For the Artificial Anasazi model, typical analyses might include:
* relating the final population size to sampled parameters,
* identifying parameter regions associated with early abandonment,
* comparing distributions of outcomes rather than single trajectories.
::: {.callout-note}
## Artificial Anasazi example
Instead of asking *“What happens when harvest variability is 0.6?”*,
we ask *“Under which combinations of parameters does collapse become likely?”*
:::
### Complementarity with BehaviorSpace
BehaviorSpace and R-based sampling are not competing approaches.
* **BehaviorSpace** excels at structured, transparent experiments.
* **R-based sampling** excels at large-scale, flexible exploration.
In practice, a common workflow is:
1. structured exploration to build intuition,
2. random sampling to explore interactions,
3. refined sweeps around interesting regions.
This iterative process reflects how agent-based models are used as **theoretical laboratories**, not predictive machines.
## Exercises
::: {.callout-tip}
## Exercise 1: Conceptual
List three parameters of the Artificial Anasazi model.
* Which are well-constrained archaeologically?

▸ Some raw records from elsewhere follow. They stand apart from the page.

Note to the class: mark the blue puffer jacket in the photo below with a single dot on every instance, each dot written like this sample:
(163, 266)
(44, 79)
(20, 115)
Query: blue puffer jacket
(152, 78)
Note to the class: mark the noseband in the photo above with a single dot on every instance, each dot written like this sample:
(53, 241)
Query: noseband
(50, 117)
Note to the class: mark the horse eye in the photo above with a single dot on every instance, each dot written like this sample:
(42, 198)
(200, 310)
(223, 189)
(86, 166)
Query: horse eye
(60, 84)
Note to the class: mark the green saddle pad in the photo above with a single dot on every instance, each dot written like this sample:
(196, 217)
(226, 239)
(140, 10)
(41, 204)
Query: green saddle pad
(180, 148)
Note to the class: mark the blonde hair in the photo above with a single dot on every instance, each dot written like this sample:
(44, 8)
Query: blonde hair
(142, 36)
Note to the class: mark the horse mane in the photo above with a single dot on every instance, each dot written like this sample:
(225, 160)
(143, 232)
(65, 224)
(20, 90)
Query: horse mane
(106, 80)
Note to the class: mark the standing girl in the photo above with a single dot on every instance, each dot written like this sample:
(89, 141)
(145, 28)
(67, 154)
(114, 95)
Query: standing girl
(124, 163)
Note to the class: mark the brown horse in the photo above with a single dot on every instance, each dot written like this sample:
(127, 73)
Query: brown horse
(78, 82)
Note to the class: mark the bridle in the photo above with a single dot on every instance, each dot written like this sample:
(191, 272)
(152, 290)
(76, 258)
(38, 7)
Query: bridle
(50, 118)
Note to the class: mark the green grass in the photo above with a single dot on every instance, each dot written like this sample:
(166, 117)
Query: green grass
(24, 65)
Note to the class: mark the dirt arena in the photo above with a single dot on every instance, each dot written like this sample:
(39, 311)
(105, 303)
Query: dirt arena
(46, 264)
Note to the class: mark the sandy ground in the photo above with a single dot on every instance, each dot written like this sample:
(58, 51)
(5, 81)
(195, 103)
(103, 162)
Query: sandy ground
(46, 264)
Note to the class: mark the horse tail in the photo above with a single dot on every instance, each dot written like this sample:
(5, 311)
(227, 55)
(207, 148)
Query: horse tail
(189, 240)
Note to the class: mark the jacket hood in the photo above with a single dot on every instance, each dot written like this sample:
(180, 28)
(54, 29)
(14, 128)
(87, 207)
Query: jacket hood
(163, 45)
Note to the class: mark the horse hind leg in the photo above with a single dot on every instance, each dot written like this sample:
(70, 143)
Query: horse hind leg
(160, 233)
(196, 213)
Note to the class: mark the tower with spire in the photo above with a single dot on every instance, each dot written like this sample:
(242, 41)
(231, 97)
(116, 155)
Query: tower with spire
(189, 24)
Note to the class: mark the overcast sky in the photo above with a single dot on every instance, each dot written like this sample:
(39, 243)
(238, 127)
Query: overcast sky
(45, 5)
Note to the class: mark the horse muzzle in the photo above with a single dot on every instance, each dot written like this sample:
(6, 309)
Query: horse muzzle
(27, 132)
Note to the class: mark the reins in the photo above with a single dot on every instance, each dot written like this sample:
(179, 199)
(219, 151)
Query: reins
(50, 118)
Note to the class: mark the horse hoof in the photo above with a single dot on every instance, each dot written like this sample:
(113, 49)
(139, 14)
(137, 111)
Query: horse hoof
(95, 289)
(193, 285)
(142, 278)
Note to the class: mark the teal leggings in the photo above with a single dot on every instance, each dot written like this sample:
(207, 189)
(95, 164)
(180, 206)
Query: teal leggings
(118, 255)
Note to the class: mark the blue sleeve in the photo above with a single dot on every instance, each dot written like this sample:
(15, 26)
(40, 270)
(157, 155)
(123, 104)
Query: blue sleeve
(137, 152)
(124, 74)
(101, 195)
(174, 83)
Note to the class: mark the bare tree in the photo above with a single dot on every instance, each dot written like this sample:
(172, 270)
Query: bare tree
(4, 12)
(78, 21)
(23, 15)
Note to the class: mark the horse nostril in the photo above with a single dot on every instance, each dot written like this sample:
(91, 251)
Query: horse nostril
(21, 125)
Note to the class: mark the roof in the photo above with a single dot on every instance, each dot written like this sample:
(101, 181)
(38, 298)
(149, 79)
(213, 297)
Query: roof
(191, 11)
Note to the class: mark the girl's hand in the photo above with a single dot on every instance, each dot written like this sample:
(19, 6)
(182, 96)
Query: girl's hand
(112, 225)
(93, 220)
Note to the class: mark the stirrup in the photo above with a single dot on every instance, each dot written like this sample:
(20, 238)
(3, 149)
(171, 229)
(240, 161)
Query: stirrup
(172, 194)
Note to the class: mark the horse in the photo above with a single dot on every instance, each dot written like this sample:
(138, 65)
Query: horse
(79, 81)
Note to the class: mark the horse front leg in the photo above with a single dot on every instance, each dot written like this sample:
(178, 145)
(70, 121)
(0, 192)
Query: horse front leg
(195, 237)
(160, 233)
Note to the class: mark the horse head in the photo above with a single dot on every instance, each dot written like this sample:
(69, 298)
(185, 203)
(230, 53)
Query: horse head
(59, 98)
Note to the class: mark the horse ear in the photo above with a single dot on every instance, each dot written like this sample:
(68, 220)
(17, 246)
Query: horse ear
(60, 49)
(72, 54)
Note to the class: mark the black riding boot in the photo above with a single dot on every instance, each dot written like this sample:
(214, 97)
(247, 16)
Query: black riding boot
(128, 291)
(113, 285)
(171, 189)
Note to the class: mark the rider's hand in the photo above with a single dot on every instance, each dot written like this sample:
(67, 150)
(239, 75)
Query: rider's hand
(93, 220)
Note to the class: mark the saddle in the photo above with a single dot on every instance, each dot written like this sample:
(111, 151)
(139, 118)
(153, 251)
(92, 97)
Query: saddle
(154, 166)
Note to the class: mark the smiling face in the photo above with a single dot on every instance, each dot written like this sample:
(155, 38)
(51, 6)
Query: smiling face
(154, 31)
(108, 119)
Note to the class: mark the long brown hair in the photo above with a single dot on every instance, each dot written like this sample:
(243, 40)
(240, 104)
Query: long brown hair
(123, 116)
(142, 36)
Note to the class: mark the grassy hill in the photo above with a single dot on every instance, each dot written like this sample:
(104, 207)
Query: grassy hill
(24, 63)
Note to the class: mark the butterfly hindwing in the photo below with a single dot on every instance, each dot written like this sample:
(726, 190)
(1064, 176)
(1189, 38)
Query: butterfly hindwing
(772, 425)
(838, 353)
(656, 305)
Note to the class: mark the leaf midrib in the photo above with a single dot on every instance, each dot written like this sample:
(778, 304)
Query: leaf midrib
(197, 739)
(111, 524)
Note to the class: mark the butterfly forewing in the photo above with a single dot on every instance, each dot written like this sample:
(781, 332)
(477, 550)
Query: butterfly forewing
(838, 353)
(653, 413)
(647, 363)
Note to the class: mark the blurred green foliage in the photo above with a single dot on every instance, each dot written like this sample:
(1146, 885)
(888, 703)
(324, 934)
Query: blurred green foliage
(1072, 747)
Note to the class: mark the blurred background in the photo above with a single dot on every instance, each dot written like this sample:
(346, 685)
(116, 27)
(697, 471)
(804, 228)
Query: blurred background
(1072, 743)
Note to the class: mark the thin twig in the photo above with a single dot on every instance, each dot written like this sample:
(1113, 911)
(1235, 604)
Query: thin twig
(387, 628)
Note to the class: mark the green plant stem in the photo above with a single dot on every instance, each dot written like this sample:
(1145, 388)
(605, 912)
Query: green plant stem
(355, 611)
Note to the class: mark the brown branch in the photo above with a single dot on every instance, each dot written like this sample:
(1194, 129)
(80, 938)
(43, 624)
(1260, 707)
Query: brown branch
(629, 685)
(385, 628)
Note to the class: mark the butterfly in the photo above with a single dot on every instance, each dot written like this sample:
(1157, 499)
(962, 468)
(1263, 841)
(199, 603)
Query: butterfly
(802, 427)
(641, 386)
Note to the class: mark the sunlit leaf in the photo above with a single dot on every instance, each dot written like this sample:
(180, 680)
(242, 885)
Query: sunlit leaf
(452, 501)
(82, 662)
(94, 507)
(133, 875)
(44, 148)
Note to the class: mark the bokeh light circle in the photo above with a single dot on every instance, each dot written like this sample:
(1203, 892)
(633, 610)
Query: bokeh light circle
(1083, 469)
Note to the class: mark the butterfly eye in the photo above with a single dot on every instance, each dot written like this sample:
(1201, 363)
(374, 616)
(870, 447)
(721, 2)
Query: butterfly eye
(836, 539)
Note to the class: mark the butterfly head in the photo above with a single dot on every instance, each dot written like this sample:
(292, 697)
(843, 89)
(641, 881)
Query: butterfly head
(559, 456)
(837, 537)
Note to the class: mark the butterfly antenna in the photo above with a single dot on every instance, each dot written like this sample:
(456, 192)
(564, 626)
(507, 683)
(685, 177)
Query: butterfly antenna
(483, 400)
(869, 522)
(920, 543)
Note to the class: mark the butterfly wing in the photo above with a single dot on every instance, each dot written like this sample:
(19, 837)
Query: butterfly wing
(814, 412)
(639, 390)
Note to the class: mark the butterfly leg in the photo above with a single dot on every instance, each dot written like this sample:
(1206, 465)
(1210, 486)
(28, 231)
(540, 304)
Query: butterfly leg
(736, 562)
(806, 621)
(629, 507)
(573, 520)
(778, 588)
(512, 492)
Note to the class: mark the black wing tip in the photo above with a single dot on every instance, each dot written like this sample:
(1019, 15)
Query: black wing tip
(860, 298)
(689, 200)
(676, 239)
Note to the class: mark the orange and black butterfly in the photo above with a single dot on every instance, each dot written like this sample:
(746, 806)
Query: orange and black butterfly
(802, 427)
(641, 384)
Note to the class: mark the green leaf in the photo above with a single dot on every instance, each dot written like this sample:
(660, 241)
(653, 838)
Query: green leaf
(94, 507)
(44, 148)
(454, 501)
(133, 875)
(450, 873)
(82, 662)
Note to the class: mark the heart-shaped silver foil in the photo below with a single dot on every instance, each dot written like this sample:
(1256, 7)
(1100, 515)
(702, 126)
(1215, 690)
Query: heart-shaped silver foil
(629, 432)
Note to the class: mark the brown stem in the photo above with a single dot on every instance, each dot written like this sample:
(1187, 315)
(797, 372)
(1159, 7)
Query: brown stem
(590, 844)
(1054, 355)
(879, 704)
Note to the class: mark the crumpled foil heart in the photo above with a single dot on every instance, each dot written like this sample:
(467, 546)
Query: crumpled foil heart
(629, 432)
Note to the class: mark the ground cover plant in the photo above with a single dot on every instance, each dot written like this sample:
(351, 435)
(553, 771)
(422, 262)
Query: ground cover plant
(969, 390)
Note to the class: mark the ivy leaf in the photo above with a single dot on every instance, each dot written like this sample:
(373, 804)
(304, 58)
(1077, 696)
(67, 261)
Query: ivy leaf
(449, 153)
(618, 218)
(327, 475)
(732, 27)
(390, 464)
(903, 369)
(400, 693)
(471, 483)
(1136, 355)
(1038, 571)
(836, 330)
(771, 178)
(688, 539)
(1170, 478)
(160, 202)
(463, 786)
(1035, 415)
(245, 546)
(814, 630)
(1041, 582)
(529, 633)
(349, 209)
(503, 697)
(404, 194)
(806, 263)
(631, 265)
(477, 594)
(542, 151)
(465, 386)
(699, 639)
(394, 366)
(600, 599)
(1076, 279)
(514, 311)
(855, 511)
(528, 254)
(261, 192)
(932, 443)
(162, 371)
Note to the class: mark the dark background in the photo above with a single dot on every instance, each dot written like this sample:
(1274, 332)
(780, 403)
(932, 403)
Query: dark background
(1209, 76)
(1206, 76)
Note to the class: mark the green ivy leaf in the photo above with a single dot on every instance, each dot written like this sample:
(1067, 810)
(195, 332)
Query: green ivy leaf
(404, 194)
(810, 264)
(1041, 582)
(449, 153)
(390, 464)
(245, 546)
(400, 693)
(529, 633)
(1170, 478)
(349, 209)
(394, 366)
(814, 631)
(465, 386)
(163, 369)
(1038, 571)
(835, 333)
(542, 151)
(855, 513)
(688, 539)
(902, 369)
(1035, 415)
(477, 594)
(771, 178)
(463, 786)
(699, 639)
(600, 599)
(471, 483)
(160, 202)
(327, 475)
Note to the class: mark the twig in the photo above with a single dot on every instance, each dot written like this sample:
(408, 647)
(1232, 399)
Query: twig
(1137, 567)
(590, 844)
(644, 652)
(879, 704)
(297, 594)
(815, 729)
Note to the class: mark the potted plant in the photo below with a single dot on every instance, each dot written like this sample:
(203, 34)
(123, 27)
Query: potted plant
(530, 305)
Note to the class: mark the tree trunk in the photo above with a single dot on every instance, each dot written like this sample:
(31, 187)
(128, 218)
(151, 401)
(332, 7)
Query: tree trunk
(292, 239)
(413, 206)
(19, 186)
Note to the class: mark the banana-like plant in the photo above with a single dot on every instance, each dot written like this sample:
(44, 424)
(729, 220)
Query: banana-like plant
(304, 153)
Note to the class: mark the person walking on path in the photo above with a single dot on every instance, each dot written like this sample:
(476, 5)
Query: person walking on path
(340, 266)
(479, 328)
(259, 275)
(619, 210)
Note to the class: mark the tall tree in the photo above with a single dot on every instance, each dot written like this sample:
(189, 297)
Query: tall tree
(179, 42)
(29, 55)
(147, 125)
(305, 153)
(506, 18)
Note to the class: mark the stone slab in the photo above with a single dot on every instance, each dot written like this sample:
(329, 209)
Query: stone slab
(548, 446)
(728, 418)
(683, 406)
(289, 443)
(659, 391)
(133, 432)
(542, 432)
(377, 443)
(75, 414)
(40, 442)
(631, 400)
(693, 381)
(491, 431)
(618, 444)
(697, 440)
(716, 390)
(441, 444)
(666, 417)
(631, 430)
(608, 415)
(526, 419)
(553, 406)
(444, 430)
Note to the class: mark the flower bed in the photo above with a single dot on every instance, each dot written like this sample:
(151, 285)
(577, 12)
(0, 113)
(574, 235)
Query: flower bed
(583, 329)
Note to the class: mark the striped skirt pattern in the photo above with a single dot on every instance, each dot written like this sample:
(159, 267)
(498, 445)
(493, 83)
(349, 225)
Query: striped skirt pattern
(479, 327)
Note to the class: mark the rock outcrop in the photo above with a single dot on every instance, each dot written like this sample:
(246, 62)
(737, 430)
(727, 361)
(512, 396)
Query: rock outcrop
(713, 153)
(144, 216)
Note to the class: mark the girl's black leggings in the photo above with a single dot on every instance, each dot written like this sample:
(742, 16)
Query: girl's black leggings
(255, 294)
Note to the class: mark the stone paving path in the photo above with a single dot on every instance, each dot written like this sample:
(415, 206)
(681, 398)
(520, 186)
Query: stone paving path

* Which are highly uncertain?
* Which would you prioritise for exploration, and why?
:::
::: {.callout-tip}
## Exercise 2: Design
Define plausible ranges for two parameters of the model.
* Justify your choices in archaeological terms.
* Discuss what kinds of outcomes you expect at the extremes.
:::
::: {.callout-tip}
## Exercise 3: Sampling logic
Assume you can only afford **200 simulation runs**.
* Would you prefer a structured grid or random sampling?
* What questions would each approach allow (or prevent) you from answering?